4. From the “Choose Contacts to Import” window, click on "Browse".

5. A file explorer will launch. Locate and select the Netrust Root Certificate file (Certificate file in .cer, .crt and .fdf extensions are supported by Adobe Acrobat Reader) which is downloaded from the Netrust website or provided by Netrust. Click "Open". 
The following example uses the Netrust Root CA 2 certificate, but the same flow can be applied for other Netrust Root CA certificates.
The following example uses the Netrust Root CA 2 certificate, but the same flow can be applied for other Netrust Root CA certificates.
Note: In the event if Netrust Root Certificate file is not displayed in the file explorer when you are in the correct folder containing Netrust Root Certificate file, refer to "[Annex B] Netrust CA certificate File not Display in File Explorer"

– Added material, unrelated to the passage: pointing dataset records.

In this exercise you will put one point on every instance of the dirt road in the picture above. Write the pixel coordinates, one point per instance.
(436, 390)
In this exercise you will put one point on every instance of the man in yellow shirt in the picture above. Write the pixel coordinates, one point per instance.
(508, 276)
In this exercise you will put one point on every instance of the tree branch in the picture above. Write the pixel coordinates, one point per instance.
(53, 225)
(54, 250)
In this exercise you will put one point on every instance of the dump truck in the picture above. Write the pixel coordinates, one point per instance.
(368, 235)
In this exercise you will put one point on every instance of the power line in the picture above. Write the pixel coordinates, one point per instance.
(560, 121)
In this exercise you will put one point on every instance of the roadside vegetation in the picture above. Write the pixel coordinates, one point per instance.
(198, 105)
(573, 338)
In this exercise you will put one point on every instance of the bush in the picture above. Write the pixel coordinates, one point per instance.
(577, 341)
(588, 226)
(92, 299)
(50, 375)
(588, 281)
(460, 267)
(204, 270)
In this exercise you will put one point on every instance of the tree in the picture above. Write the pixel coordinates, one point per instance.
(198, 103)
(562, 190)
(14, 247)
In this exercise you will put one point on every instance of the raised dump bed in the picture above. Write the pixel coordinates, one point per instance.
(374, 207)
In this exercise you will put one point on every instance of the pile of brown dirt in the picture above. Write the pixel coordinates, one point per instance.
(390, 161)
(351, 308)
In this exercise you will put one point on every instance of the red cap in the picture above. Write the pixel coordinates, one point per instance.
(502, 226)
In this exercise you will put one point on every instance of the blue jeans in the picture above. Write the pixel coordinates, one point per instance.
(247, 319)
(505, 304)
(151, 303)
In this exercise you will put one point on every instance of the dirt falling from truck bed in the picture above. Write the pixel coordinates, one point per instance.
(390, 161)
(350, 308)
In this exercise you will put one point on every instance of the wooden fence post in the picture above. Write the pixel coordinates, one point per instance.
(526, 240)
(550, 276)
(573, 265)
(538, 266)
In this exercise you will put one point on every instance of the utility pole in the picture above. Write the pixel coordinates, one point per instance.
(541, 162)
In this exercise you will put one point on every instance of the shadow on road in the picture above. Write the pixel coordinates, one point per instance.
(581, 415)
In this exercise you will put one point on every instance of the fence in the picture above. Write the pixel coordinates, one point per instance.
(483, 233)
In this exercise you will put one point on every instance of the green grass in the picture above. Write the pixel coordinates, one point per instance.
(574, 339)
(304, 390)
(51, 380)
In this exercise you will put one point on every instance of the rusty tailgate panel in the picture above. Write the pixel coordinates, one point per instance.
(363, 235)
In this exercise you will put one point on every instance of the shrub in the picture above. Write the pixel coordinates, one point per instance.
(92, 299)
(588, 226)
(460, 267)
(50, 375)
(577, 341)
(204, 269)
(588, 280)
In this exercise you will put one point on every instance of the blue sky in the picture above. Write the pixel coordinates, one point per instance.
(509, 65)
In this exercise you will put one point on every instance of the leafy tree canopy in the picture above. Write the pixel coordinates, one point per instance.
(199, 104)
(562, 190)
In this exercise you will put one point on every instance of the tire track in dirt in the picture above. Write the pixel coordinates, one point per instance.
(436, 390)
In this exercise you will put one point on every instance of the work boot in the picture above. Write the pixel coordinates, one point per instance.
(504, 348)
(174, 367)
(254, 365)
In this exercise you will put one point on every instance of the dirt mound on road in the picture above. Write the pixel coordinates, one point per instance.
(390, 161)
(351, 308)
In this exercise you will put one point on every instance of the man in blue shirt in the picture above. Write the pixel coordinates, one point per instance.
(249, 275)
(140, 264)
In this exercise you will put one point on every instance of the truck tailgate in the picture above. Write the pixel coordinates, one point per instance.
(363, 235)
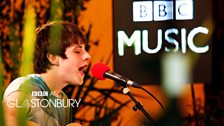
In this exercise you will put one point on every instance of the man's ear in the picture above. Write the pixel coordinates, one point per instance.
(54, 59)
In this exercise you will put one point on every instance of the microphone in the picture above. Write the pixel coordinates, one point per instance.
(101, 72)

6. Once the certificate is opened, select the certificate in the "Contacts" pane.


7. In the same Window, the certificate will appear in the "Certificates" pane, click on the certificate in "Certificates" panel and then click on "Trust"


8. Check both "User this certificate as a trusted root" and "Certified documents" checkboxes and click "OK"
 

9. Click on "Import" to complete the import of Netrust CA certificate.

10. Upon completion, click on "OK".


Note: Repeat steps 3-10, if there are other Netrust CA certificates to be installed.

Ensuring the Import of Netrust CA Certificate is Successful

1. Upon completion of importing Netrust CA certificate, close all pop-up Windows to go back to the digitally signed PDF document.
Please click on "Signature Panel" tab on the top-right hand corner of the Adobe Acrobat Reader. 
Right click on signer information (2.), then on "Validate Signature" in the pop up.


2. The 'Signature Properties' tab will appear, displaying a window with the digital signature's information.
It will state that the document is not modified and the signer's identity is valid. Proceed to click on "Close"

3.  The Adobe Acrobat Reader digital signature ribbon will also show that the document is "Certify by" the signer identity.


or "Signed and all signatures are valid". 


[Method 2] Steps to Install Netrust CA Certificate using a Digitally Signed PDF

1. Launch the digitally signed PDF document with Adobe Acrobat Reader. Click "Signature Panel" in the signature ribbon.
Right click on signer information (2.), then on "Show Signature Properties" in the pop up.

2. Click on "Show Signer's Certificate".


3. From the list of certificate in the left pane of the Window (1.), select the top level certificate.
Click on "Trust" tab.
Click on "Add to Trusted Certificates...".


4.Click "OK".


5. Ensure that both "User this certificate as a trusted root" and "Certified documents" checkboxes are checked and click "OK".


6. Check "Validate Signature" to ensure that the Netrust CA certificate is installed successfully.


7. The below message will be displayed upon successful import of Netrust CA Certificate. For addition validation, please refer to "Ensuring the Import of Netrust CA Certificate is Successful" section.

Annexes

[Annex A] Download of Netrust Root CA 3 Certificate

1) Netrust Root CA 3 Certificate (.cer/.crt file extension)
2) Netrust Root CA 3 Certificate (.fdf/p7c file extension) - Please contact your Netrust Representative for this file-type.You find the latest Netrust Certificates (.cer/.crt file extension) at https://netrust.net/download/. Please download the applicable Netrust Root Certification Authority (CA) files, sampled below.
The list is non-exhaustive and will updated periodically as required by Netrust, should you have further questions - please do not hesitate to contact your Netrust representative.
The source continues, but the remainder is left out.